Hearts warn of 'dramatic' cuts if club's share issue fails
Monday 29 October 2012
Rangers may have finally secured a first away win in the Irn-Bru Third Division yesterday but the financial crisis in Scottish football has started to spread.
The Ibrox club's demotion at the start of the season sparked fears for the incomes of other Scottish Premier League clubs, and Heart of Midlothian yesterday delivered a warning about "dramatic cost-cutting" measures.
Sergejus Fedotovas, the Hearts director, has told fans the club faces large-scale cutbacks if they do not buy into the new share issue.
The Edinburgh side this week launched the share issue, making more than 16 million shares available to supporters at 11p per share in a bid to raise £1.79m.

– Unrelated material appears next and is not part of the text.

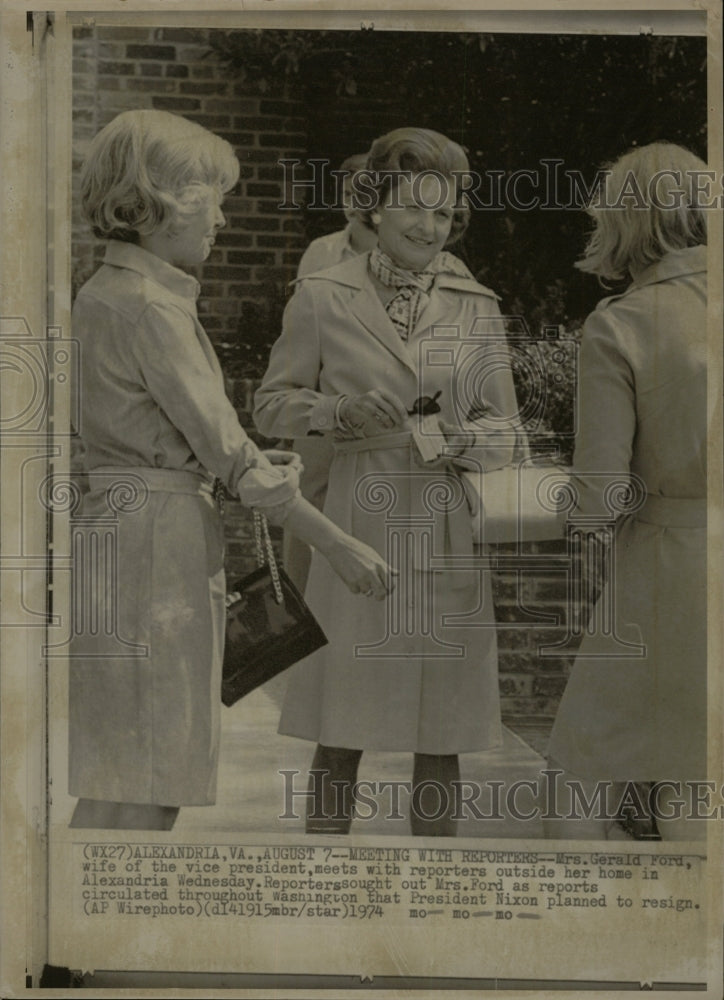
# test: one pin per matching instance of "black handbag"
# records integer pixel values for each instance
(268, 625)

Hearts' financial predicament could be exacerbated by a tax demand for £1.75m, which could also have drastic consequences. Fedotovas said: "If this strategy fails the club will be faced with a tough financial reality. The answer to that would be another dramatic cut in costs.

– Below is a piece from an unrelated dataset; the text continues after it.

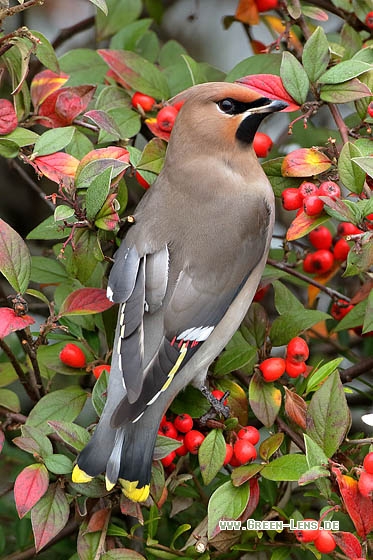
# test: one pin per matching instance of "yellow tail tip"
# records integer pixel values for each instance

"We have brought in new sponsors and are making savings, but we have exhausted all possibilities available. There is instability in the revenue streams, we do not have any assurances the club will get money on time.The share issue is a signal and an alarm to the people who are truly concerned about the club. We are asking the wider society to step up otherwise we will be left with no other solution than cutting costs, and I don't think anyone will be happy with a weak team and poor results.
"If we want to maintain a club that has aims to play at the high level we can't just cut, cut, cut."
Hearts are currently under a transfer embargo until Christmas after failing to pay staff and players their wages on time.
Rangers, meanwhile, broke their away-game duck, after goals from Dean Shiels and Lee McCulloch secured a 2-0 win at Clyde. The home side were reduced to 10 men after 68 minutes when John Neill was sent off for a second yellow card.
Ally McCoist, the Rangers manager, said: "You have to match up against the opposition and let them know that you're as much up for the competitive side of the game as they are.
"It's safe to say that every team we'll play this season will be up for the game and will be competitive and aggressive, which is fair enough.
"We must be equal to that, if not stronger than that."